The seminar organized by former Sunny Isles mayor and real estate attorney Dana Goldman hit many of the same notes of the town hall held on Key Biscayne and anchored by State Rep. Vicki Lopez and Miami-Dade Commissioner Raquel Regalado.

The effort is also bi-partisan. Both Lopez and Regalado are Republicans, while Pizzo is a Democrat.

“I don’t mean to curse, I’m sorry, but nobody in Tallahassee up until now has given a shit about people who live in condos,” Pizzo said. “It’s been the Wild Wild West and they’ve (the boards) been doing whatever they want. And that’s now finally changing.”

The panelists also included a representative from a property management company, the CEO of a business helping condominiums install electronic voting and an advocate for the rights of condominium owners.

But the show belonged to Perikles and Pizzo.

At one point, Pizzo asked the crowd if they knew of any board members who have received free renovation work or other types of kickbacks from vendors. “Try two condos and Caddy,” one woman responded.

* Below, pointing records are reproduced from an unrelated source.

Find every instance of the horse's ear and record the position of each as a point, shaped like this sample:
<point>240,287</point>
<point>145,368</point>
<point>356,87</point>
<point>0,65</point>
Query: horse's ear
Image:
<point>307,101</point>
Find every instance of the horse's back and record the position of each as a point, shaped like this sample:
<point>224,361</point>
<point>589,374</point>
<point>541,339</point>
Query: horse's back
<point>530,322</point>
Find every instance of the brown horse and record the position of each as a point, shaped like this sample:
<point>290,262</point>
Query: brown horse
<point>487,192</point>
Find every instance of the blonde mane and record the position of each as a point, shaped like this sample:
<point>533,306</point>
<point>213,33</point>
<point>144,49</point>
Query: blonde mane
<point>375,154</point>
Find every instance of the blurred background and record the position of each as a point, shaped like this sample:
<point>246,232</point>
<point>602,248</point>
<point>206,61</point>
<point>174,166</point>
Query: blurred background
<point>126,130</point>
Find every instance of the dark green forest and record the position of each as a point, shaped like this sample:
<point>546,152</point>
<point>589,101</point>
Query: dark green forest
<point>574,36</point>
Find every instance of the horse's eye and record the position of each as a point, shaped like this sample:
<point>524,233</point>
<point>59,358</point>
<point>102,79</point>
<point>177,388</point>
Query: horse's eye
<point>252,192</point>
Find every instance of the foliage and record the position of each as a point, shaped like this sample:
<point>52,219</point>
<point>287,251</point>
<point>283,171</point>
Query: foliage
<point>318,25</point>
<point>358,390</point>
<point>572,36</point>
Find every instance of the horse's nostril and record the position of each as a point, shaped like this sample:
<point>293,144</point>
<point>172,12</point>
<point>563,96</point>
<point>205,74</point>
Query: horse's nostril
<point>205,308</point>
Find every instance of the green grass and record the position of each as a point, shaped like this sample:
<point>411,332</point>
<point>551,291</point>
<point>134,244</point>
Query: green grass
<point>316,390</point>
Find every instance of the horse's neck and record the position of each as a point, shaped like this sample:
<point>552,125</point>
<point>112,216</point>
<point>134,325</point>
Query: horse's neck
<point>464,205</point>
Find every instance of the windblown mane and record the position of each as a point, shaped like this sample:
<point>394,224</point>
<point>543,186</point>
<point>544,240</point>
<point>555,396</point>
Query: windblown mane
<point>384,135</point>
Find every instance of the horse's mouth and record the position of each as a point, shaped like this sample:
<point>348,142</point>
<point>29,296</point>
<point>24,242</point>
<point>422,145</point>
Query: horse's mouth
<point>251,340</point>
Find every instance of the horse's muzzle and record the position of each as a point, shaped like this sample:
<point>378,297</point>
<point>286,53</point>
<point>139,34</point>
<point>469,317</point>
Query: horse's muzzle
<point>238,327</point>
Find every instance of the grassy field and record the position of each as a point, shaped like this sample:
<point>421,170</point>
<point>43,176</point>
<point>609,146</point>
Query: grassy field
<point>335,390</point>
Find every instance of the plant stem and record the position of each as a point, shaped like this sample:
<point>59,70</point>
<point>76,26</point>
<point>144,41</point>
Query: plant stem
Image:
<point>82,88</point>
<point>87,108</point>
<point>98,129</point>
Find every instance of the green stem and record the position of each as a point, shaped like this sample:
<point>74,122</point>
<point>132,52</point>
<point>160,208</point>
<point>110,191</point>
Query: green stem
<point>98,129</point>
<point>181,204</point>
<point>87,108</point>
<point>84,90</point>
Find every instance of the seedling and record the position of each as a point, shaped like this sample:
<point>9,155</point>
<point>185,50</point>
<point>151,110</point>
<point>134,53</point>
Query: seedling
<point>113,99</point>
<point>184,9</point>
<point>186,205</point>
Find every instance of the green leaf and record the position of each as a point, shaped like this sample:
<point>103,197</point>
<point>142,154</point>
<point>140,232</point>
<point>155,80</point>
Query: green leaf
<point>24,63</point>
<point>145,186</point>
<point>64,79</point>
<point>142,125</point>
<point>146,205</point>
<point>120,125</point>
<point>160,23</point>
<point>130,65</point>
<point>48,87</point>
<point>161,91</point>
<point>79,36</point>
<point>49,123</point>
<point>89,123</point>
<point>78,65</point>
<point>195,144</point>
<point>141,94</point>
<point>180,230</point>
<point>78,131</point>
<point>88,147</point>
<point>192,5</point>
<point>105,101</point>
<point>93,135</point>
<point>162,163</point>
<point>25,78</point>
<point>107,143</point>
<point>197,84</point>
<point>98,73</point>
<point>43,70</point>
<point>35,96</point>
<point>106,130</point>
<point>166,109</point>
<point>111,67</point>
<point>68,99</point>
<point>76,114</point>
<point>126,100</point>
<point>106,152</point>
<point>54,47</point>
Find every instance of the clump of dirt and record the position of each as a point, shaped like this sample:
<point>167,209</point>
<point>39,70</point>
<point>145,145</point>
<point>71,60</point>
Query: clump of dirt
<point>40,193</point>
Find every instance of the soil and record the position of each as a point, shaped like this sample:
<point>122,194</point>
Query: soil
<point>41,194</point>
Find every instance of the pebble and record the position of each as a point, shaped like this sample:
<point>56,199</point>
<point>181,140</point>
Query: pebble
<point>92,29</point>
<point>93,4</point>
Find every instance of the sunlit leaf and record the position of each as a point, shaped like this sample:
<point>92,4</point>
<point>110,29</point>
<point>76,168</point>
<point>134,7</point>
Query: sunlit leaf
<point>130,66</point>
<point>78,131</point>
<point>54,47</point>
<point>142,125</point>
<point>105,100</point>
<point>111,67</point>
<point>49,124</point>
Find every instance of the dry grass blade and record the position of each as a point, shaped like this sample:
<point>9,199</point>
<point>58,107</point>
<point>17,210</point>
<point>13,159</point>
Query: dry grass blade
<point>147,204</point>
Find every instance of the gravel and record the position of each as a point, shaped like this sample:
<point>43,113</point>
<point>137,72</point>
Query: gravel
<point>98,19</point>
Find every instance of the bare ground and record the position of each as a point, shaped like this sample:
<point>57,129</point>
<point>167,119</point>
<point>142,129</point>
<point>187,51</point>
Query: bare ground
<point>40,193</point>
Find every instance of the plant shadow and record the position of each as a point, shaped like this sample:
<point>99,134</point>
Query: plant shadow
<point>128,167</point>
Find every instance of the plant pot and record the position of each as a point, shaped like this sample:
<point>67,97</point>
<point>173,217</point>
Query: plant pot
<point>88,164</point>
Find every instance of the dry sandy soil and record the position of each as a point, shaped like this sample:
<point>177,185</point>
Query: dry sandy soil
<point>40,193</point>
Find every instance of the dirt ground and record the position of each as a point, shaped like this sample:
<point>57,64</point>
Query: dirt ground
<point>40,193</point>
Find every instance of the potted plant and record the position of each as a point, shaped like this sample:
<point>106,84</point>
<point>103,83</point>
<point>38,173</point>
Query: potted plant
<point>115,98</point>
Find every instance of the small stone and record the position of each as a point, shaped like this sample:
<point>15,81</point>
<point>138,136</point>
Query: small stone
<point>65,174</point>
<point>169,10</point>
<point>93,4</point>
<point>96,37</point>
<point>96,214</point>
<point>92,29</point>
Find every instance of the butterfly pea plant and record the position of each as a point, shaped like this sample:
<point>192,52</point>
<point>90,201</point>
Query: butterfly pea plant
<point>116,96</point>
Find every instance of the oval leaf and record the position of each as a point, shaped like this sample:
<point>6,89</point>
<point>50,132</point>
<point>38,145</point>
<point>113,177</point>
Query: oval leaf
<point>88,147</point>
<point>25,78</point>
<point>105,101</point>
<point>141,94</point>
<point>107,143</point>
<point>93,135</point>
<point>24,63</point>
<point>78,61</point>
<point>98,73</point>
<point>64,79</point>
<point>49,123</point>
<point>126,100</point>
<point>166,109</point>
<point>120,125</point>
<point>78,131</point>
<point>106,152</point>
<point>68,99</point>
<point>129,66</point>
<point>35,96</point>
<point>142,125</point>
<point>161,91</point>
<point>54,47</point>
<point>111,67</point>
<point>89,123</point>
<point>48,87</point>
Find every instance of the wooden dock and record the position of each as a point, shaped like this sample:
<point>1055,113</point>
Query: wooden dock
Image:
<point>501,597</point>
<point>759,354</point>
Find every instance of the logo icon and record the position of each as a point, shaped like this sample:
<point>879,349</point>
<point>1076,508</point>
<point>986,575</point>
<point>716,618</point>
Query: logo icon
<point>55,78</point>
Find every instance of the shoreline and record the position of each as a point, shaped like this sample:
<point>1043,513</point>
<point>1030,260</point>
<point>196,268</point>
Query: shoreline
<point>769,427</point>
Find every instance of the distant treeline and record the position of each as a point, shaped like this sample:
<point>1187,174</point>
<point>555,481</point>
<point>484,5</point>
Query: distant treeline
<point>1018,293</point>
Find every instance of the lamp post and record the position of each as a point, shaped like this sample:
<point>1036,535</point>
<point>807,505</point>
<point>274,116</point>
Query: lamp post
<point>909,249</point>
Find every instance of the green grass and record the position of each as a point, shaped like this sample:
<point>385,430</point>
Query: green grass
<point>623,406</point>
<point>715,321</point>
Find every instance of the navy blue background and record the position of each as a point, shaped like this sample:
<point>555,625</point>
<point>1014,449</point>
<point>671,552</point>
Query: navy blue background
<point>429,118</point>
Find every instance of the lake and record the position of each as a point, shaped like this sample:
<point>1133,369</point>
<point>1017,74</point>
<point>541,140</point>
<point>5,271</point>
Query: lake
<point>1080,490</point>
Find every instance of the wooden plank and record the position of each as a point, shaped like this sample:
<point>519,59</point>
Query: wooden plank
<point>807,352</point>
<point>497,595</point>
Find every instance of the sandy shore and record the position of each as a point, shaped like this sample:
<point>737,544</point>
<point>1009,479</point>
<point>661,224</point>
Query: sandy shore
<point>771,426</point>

Perikles was carrying the flag for his boss, Miami-Dade State Attorney Katherine Fernandez Rundle, who on last week’s episode of the Anti-Social podcast said the perfect landing spot for any want-to-be thief is a condo board because of the lack of accountability.

Perikles, as the head of the economics crime unit, built the case against board members in the Hammocks in Kendall. Prosecutors allege more than $2 million was stolen from residents. He also oversaw the grand jury that wrote a scathing report on condominium corruption.

But the seasoned prosecutor said large law firms who represent condo boards have a huge sway in Tallahassee and any reform is still an uphill battle. “There seems to be a lot of resistance out there,” he said.

The proposed legislation is expected to be filed within days and has been called “Condo 3.0,” following reforms during the last two sessions the focused on making sure another Surfside collapse never occurs again.

Lopez has said she expects the bill to seek to expand the powers DBPR and create criminal penalties for boards who repeatedly won’t turn over requested documents to residents.

Pizzo had nothing nice to say about DBPR, calling it “useless, worthless.” “The same agency that licenses nail technicians should not also be overseeing condominiums,” he said.

Pirekles says condo residents trying to press a complaint often find themselves going to the DBPR with a complaint only for the agency to refer them back to police, saying it’s a criminal matter. Yet, when those residents go to police, they are told it’s civil and their options are either try their luck with DBPR or file a civil lawsuit, a costly proposition.